Convention for the avoidance of double taxation in Belgium and the UK
The Belgium-UK Double Taxation Convention was signed in 1987 and was amended in 2012 by a Protocol. The treaty was signed in order to prevent double taxation on income and capital gains and at the same time help prevent evasion.
Belgian-UK investors or UK-Belgian investors benefit from this Convention because the income they produce is only being taxed once. Belgium has also signed double tax treaties
with other countries and the experts at our Belgian law firm
can help you know more about these treaties.

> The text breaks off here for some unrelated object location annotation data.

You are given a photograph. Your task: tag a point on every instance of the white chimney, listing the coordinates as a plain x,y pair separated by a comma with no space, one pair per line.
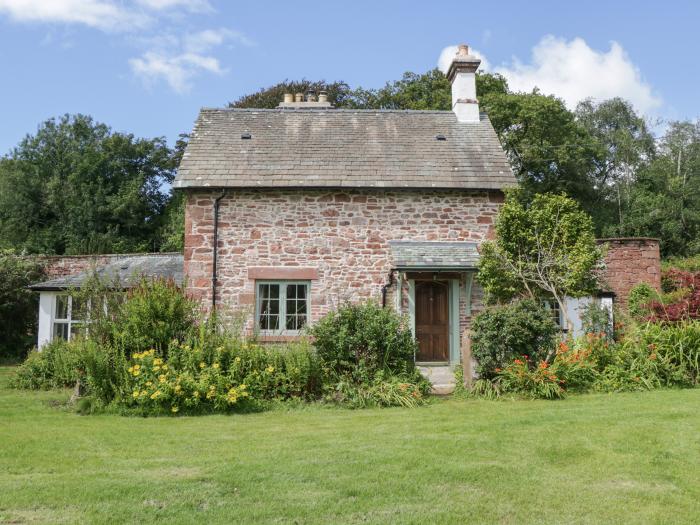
462,75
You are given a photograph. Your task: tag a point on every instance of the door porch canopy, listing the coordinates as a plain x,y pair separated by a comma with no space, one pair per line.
421,256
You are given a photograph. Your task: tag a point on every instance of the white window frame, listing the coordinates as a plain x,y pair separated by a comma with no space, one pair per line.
67,321
282,330
551,305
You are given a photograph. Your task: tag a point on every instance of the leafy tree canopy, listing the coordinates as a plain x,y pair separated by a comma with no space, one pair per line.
543,248
78,187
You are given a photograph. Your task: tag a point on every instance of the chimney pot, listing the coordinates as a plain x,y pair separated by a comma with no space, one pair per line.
462,76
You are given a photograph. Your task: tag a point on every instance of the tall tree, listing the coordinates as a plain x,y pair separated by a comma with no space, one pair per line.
543,249
549,151
78,187
624,145
665,199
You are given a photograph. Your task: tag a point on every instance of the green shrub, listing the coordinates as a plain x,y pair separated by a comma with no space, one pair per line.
382,391
362,339
655,355
575,364
640,297
18,304
154,313
105,376
538,382
57,365
235,376
595,319
505,332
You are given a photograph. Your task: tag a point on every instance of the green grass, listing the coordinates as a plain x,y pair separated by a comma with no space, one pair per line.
625,458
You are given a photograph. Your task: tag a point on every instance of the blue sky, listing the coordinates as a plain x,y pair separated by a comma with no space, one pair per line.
147,66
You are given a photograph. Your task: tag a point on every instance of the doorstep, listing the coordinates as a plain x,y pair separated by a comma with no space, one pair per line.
440,375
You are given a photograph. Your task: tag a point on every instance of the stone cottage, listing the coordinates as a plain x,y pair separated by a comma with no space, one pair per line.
292,211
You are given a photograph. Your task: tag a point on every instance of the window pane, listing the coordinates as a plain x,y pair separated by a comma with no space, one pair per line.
61,307
77,311
76,330
296,305
269,306
60,330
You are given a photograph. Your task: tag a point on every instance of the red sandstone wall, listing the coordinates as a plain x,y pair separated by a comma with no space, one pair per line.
630,261
343,235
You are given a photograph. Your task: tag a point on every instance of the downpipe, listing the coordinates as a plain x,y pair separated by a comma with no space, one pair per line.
215,252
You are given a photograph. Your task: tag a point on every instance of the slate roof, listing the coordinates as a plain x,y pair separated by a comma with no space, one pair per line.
292,148
434,255
127,271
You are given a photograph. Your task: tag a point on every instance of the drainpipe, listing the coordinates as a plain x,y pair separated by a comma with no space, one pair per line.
387,286
216,250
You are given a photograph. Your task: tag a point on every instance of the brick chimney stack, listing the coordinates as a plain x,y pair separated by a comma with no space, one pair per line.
462,76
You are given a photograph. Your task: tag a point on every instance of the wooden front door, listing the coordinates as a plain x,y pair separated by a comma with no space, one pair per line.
432,321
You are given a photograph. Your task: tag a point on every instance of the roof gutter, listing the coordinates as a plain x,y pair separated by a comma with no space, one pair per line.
215,248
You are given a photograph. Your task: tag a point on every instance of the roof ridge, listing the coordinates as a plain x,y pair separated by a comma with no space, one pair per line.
331,110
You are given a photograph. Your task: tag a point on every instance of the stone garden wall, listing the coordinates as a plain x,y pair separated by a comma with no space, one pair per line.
630,261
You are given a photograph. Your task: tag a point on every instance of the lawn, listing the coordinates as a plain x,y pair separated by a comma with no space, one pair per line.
625,458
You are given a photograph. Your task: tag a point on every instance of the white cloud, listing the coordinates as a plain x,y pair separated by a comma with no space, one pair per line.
194,6
203,41
177,71
573,71
166,55
178,62
449,52
100,14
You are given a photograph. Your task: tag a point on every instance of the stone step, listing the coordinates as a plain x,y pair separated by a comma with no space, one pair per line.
441,378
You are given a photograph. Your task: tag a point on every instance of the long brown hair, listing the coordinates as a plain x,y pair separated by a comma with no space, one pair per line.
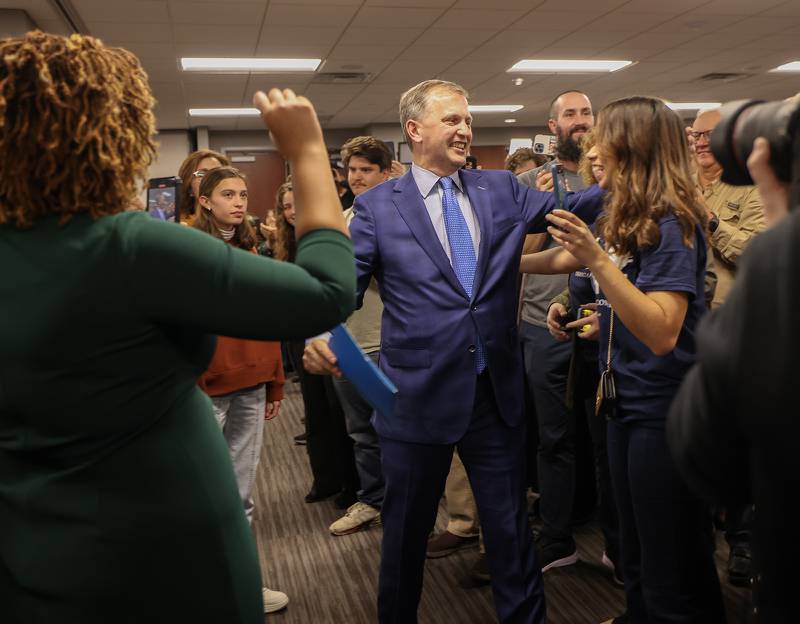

The taxes covered by the UK-Belgium double tax treaty
The Convention for the avoidance of double taxation targets certain taxes, both in Belgium and in the United Kingdom. In Belgium, the taxes to which the treaty applies are the following:
- the individual income tax;
- the income tax on legal entities;
- the income tax on non-residents.
In the UK, the Convention applies to the same taxes, namely:
- the income tax;
- the corporate tax;
- the capital gains tax;
- the petroleum revenue tax.
In Belgium the treaty also applies to prepayments and the surcharges on the taxes and payments. The Convention also applies to any taxes that may be levied in place of or in addition to the ones listed above. Belgium has the obligation to announce the UK if any changes occur in its taxation law
and the United Kingdom is obliged to do the same.
Taxation of dividends and other matters included in the Belgium-UK Convention
The Convention also sets forth the taxation method for dividends
, interest, royalties and capital gains. Other forms of income that are taxed according to the treaty are independent personal services, dependent personal services, director’s fees, pensions, government services, offshore activities and other types of income.